The Novel That Contains Itself: On Catherine Lacey's The Möbius Book
A Möbius strip has no inside. Run your finger along its surface and you will return to where you started having never, technically, crossed an edge. When I first encountered the title of Catherine Lacey's new novel, The Möbius Book, I found myself thinking of that shape — not as metaphor, which is the easy thing, but as a structural problem. A novel that contains another novel is not unusual. A novel with no discernible outside might be something else.
Lacey, whose Biography of X was one of the most formally audacious novels to appear in recent years, has returned with a work that — according to early reviews — begins as something resembling a revenge narrative before folding into itself to reveal an embedded novella of a quite different, stranger character. The exact mechanics remain, by design, difficult to paraphrase. This is the point. A Möbius strip resists being unrolled.

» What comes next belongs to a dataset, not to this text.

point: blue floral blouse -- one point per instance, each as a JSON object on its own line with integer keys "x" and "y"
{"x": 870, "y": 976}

What interests me about Lacey's work, more than the structural cleverness, is her relationship to discomfort. She does not write novels that explain themselves. Nobody Is Ever Missing was narrated by a woman who abandons her life for no clean reason; Biography of X constructed an entire fictional biography of an artist who might be a cipher. In both cases, Lacey's formal choices are not decoration — they are the argument. The way the book is built is what the book is saying.
I am reminded, reading about The Möbius Book, of the debates that surrounded Knausgård and the Autofictional Novel, that examination of how contemporary fiction folds the self back into itself. Lacey is not an autofictionist in any strict sense, but she is working with a similar question: what is the minimum structural intervention required to make a reader genuinely uncertain about what kind of story they are reading?
El Cultural's review describes the book as an act of revenge against an ex, with a mystery novelette folded inside. Whether that description is accurate or is itself part of the architecture, I cannot yet say. What I can say is that Catherine Lacey has not, in any of her previous books, settled for the obvious move. That the novel is called The Möbius Book and apparently contains a novella suggests she hasn't started now. The question that remains — as with any Möbius strip — is where, exactly, you are when you reach the end.